- Born: 14 January 1476
- Died: 21 April 1526 (aged 50)
- Resting place: St. George's Chapel, Windsor Castle
- Spouse: George Manners, 11th Baron de Ros
- Children: Thomas Manners, 1st Earl of Rutland ... and 10 others
- Parent(s): Anne of York, Duchess of Exeter Sir Thomas St. Leger
- Relatives: Edward IV of England (uncle) Richard III of England (uncle)

= Anne St Leger, Baroness de Ros =

English noblewoman (1476–1526)

Anne St Leger (later Baroness de Ros; 14 January 1476 – 21 April 1526) was a niece of two kings of England, Edward IV and Richard III. Before she was eight years old, she had inherited a vast fortune and been disinherited of it. Married at 14, she had eleven children and is a link in the maternal line that was used to identify the remains of Richard III.

==Inheritance==
Anne St Leger was born on 14 January 1476, during the reign of her maternal uncle King Edward IV. Her mother, Anne of York, Duchess of Exeter, died the same day of complications surrounding the birth. Her father was the Duchess of Exeter's second husband, Sir Thomas St. Leger. Lady Anne Holland, her maternal half-sister fathered by Henry Holland, 3rd Duke of Exeter, died before she was born. According to the 1467 grant, the Duchess of Exeter inherited the estate which her elder daughter had inherited from her father, the Duke of Exeter. The grant stipulated that most of the Exeter inheritance was to pass to the duchess's heirs of the body, even if fathered by a subsequent husband. Anne inherited the enormous estate at birth, as it coincided with her mother's death.

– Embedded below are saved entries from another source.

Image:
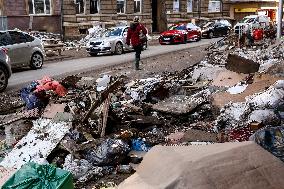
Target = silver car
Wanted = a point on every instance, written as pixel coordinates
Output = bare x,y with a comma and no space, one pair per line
5,69
112,41
23,49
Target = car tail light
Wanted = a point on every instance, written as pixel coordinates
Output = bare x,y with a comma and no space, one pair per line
5,50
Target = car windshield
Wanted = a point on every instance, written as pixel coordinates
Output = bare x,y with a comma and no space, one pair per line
180,27
113,32
247,20
206,24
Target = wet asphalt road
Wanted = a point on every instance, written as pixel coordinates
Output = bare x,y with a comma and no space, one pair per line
68,67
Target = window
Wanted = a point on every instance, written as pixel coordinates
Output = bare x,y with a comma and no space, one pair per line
120,6
176,6
29,38
137,6
189,6
17,37
190,26
94,6
39,6
214,6
80,6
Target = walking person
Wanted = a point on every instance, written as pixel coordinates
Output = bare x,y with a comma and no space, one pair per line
136,34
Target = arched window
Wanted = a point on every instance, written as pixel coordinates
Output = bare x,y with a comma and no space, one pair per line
39,6
94,6
121,4
80,6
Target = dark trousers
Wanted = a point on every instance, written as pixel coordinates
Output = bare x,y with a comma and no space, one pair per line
137,50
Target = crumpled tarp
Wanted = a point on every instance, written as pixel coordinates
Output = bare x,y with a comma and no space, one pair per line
34,94
34,176
271,139
222,166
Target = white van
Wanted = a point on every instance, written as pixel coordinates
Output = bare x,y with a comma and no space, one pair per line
254,21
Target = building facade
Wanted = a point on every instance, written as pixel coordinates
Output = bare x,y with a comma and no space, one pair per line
157,15
80,15
195,10
242,8
39,15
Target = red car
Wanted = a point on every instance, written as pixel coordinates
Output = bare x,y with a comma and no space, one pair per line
181,33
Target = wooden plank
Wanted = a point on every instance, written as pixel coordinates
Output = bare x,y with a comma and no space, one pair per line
103,96
105,114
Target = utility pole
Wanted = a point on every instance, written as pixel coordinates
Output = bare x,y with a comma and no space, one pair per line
280,15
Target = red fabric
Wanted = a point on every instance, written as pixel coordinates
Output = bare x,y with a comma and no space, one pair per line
47,84
258,34
133,35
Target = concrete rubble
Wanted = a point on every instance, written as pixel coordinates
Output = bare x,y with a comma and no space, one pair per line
100,126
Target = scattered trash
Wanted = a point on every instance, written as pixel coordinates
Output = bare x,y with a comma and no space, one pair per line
110,152
139,145
271,139
237,89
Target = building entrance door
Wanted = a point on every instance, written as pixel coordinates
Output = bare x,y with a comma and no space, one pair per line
159,16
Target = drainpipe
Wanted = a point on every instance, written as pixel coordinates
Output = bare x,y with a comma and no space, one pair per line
62,20
199,9
280,15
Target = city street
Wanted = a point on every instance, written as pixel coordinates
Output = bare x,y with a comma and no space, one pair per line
75,66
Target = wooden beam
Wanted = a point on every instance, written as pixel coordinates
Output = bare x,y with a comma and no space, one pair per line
102,97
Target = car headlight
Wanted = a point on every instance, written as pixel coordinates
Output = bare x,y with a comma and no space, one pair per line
106,43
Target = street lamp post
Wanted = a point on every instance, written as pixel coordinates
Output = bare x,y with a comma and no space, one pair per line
280,15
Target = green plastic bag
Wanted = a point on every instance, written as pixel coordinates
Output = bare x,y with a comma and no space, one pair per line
35,176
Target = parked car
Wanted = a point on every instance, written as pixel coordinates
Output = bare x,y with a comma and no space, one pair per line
22,48
5,69
111,41
215,28
254,22
180,33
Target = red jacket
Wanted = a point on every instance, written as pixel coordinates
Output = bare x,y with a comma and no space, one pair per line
133,34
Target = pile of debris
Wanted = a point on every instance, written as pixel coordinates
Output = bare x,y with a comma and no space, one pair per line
93,127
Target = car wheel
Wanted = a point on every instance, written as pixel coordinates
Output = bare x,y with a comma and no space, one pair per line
118,48
184,40
198,38
210,35
3,78
36,61
93,54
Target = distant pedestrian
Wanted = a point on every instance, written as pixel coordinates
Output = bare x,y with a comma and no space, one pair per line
137,36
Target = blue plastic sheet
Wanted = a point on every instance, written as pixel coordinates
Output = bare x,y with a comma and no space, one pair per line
140,145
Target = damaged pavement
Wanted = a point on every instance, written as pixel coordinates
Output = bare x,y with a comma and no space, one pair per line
96,128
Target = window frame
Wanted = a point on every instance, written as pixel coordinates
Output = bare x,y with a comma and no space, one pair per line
212,2
141,2
177,2
84,5
33,8
124,5
187,3
98,5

A greatly desirable bride since her birth, Anne was contracted to marry Lord Ferrers of Groby. He was the eldest son of Thomas Grey, 1st Marquess of Dorset, who had been married to her older half-sister and whose mother was her aunt, King Edward IV's wife Elizabeth Woodville. Queen Elizabeth was determined to secure the Exeter inheritance for her descendants by her first marriage, and in 1483, St Leger was declared heir to the entire estate of her father by an act of parliament. The arrangement, detrimental to the interests of the surviving descendants of the Holland family, resulted in a growing unpopularity of King Edward IV and Queen Elizabeth. Anne was disinherited and her father executed by another maternal uncle, King Richard III, immediately after his accession in 1483. Following the Battle of Bosworth Field, in which Richard III was killed, the match between St Leger and Ferrers was discarded.

==Marriage and descendants==
Anne St Leger eventually married about 1490 or about 1495 George Manners, 11th Baron de Ros, who fought on behalf of Henry VII in Scotland and for Henry VIII in France, by whom she had eleven children: five sons—Thomas, Oliver, Anthony, Richard and John Manners—and six daughters—Anne Capell, Eleanor Bourchier, Elizabeth Sandys, Catherine Constable, Cecily Manners and Margaret Heneage.

George Manners became Baron de Ros in about 1512, making Anne Baroness de Ros. She was widowed the following year, and died in 1526, during the reign of her first cousin once removed, King Henry VIII. She is buried at St George's Chapel, Windsor Castle.